Doctoral Dissertations

Date of Award

8-1996

Degree Type

Dissertation

Degree Name

Doctor of Philosophy

Major

English

Major Professor

Robert Y. Drake

Committee Members

Allison Ensor, Allen Johnson, Jack Reese

Abstract

This study explores Elizabeth Madox Roberts' use of classical, popular, folk, and sacred music as well as the music of nature in her novels, short stories, and poems. Roberts' unpublished papers, letters, and manuscripts from The Library of Congress, The Filson Club of Louisville, Kentucky, and St. Catharine College, St. Catharine, Kentucky, are employed to provide insights into the author's beliefs about literary composition, music, and why she attempted to blend together these two forms of art. This study describes Roberts' belief that all music is a revelation of something she calls "pattern," "design," or "form," words that are synonymous with both art and her conception of the way the divine is revealed to man.
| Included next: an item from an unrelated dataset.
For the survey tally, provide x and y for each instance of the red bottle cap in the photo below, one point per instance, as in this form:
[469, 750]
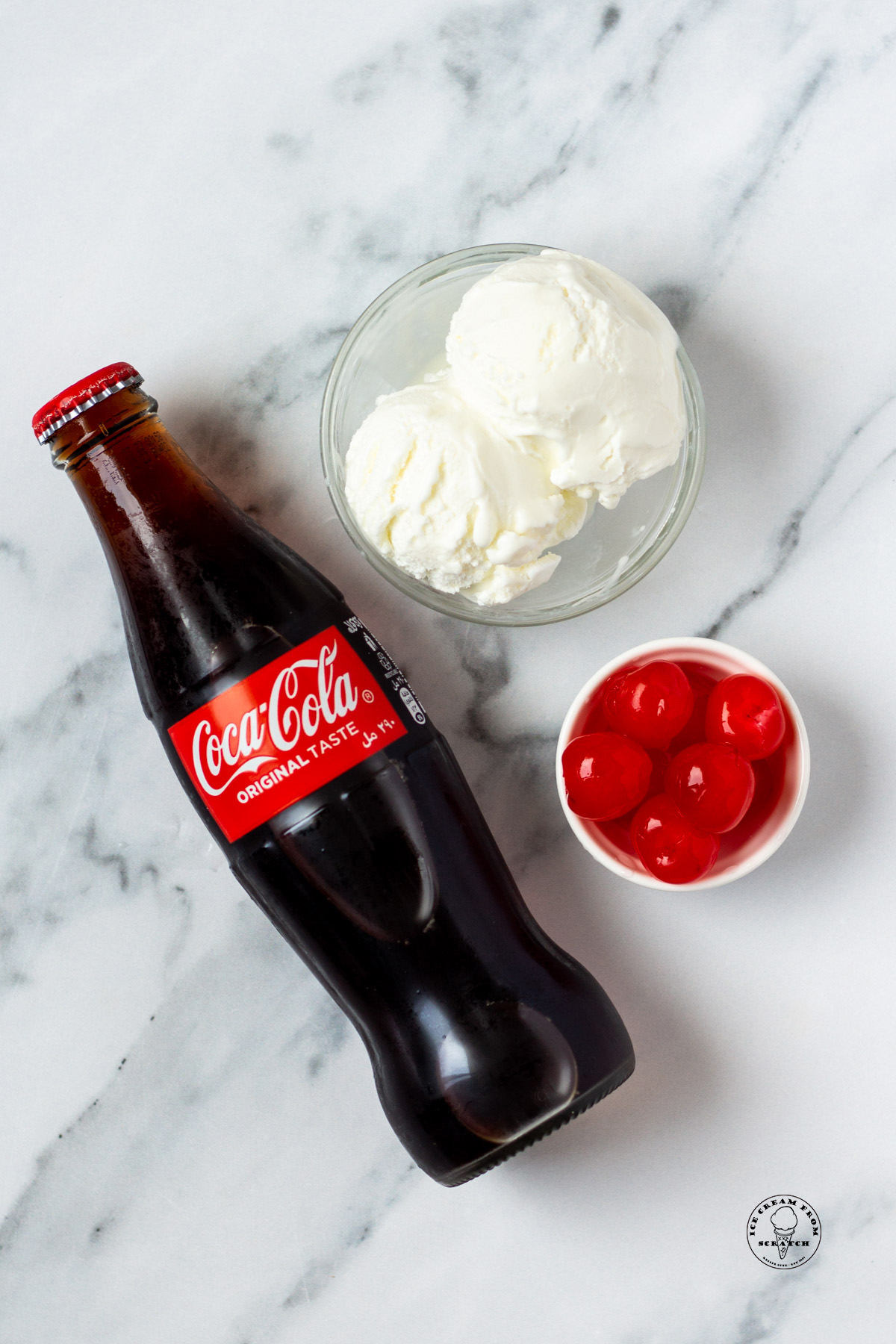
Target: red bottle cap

She wrote that man's understanding of "form" or "pattern" is a "message from beyond" and the only point at which "we can touch God." Hence, when she defines music as "pattern in motion," she is suggesting that music is the divine "in motion" and that through music one can sense God's force at work. Thus, her attempts to reflect the structure of such musical compositions as Beethoven's Sixth and Ninth Symphonies in her novels, as well as the use of the lyrics of inumberable ballads, songs, and hymns throughout her work, show her fascination with the patterned regularities of music, prose, and poetry, which to her were all earthly evidence of a creative God.